Lack of leadership worries U.S. employers
Lagging productivity also a concern
For the third year in a row, lack of high-potential leaders is the most pressing concern for human resources executives, with 32 percent putting it at the top of their list in a recent survey by Right Management.
The poll of more than 2,000 senior HR executives in 14 countries found the issue widespread among industrialized nations.
U.S. respondents named lack of high-potential leaders in the organization as the most pressing HR challenge they believe their organization will face in 2013. That issue also earned the top ranking in 2010 and 2011, although it now receives two more percentage points than in 2010.
The other worries were: shortage of talent at all levels; low engagement and lagging productivity; loss of top talent to other organizations.
“The year-to-year consistency in our findings tells us that future leadership or lack thereof is top of mind for organizations nearly everywhere,” said Gerald Purgay, Senior VP of Right Management and President of ManpowerGroup Specialty Brands.

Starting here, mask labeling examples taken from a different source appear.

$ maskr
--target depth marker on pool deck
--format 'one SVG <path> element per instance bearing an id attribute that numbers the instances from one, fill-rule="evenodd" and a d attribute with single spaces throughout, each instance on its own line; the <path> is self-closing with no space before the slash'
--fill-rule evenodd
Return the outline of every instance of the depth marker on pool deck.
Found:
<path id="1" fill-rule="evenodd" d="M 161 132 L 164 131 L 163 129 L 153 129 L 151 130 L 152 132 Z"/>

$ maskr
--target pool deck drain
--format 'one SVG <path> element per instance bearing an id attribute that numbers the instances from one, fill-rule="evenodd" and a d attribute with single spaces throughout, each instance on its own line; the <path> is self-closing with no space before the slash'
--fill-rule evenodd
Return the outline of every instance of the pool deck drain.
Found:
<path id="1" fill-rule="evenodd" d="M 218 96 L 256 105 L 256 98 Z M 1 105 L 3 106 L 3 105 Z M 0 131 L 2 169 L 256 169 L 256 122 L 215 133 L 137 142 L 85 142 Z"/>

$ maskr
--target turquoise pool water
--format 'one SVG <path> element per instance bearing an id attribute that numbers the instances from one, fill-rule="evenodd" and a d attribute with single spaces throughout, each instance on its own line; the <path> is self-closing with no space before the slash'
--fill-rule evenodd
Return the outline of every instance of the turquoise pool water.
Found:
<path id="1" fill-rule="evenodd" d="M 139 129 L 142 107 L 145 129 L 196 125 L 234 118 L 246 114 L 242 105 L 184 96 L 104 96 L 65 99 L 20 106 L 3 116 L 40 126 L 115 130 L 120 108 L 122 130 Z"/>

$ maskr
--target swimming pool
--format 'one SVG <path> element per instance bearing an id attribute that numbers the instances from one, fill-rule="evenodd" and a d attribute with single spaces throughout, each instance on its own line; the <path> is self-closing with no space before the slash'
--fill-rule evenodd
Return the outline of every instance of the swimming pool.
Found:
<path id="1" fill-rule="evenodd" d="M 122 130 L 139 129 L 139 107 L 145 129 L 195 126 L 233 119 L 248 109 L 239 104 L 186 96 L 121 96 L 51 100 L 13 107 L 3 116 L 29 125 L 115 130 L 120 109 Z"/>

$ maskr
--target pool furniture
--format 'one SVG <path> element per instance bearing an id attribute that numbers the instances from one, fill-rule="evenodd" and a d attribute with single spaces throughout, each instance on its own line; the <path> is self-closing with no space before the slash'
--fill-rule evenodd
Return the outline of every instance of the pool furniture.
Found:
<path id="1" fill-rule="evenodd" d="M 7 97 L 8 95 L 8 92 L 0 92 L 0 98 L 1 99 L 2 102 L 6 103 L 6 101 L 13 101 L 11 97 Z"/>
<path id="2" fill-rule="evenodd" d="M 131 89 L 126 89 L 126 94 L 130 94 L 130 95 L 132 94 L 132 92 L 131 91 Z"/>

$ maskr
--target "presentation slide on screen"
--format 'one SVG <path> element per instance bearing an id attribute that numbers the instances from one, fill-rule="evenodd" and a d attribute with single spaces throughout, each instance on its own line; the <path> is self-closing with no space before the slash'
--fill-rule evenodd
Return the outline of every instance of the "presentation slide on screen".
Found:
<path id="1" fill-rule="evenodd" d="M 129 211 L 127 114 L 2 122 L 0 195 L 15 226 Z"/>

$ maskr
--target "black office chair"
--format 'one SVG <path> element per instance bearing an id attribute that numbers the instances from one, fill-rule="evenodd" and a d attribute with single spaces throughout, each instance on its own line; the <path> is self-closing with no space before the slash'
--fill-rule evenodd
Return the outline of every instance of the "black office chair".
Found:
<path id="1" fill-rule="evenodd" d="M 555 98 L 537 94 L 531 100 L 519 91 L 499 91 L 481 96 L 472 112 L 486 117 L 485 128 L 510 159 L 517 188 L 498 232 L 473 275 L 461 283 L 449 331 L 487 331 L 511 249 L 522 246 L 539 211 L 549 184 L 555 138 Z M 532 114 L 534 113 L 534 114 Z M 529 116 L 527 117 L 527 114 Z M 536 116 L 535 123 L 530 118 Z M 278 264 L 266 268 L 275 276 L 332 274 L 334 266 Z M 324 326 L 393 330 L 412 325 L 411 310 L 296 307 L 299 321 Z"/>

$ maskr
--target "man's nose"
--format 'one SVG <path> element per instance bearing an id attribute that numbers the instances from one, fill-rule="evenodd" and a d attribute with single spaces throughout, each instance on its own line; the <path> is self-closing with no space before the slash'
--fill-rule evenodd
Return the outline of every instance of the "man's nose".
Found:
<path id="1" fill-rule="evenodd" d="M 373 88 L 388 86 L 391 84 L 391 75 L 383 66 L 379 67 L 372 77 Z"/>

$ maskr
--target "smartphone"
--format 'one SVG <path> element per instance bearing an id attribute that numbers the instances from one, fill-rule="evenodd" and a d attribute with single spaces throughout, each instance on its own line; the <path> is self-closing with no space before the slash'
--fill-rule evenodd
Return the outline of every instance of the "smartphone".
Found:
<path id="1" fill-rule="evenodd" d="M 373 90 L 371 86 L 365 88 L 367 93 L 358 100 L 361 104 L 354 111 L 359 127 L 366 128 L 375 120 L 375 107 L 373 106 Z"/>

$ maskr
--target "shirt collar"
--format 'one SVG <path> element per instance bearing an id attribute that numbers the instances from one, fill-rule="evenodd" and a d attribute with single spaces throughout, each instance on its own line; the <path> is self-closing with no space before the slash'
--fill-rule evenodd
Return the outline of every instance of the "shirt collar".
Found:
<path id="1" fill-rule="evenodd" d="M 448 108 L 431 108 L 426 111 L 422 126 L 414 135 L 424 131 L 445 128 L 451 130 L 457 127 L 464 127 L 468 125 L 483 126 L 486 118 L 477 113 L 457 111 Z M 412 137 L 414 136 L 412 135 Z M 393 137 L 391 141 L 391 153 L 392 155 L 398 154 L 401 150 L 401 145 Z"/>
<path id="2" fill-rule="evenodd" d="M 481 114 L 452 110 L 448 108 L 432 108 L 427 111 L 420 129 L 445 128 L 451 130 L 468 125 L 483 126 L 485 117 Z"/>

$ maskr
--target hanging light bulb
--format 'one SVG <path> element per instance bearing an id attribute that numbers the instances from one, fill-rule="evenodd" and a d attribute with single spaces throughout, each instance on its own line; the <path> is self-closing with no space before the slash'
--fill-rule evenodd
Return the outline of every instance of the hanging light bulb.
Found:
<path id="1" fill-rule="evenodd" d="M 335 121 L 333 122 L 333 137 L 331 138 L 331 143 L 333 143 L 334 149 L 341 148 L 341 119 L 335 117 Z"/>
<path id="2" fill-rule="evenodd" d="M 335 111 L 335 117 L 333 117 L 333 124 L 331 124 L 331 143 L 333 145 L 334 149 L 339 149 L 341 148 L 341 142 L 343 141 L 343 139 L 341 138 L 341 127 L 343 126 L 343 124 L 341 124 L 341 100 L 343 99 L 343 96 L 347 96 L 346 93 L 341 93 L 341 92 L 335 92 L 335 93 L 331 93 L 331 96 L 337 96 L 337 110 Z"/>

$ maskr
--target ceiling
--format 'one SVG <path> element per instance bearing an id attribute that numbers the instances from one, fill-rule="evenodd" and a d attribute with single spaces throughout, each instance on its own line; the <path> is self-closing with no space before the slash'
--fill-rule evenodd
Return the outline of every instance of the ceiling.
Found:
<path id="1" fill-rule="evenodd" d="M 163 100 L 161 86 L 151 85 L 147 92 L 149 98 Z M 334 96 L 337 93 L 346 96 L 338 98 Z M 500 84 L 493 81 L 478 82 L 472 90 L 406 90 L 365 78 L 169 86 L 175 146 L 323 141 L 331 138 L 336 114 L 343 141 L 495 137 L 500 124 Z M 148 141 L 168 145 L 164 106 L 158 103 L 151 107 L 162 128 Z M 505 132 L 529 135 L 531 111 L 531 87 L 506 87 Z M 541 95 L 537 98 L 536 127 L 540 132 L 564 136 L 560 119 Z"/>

"According to our data, companies are focused on talent as never before. It's no surprise that organizations are now investing in growing their talent as development initiatives have now become a high priority.
"Tomorrow's leaders will be visionary Human Age leaders, developing new skills making them better able to navigate through the complexity of contemporary situations both within the world of business and in terms of managing people and teams," said Purgay. "They will become curators of information and coaches for their teams, possessing opposing skill sets, strategic yet tactical, conceptual yet action-oriented, having the ability to anticipate and react, and always pushing the boundaries of what's next."
The U.S. findings are drawn from Right Management's annual global survey, Talent Management Challenges in an Era of Uncertainty, which was conducted in December 2012. Participating were 2,360 senior-level HR executives in 14 countries from the government, non-profit and private sectors. The research was conducted by a third-party research firm, LHK Partners Inc.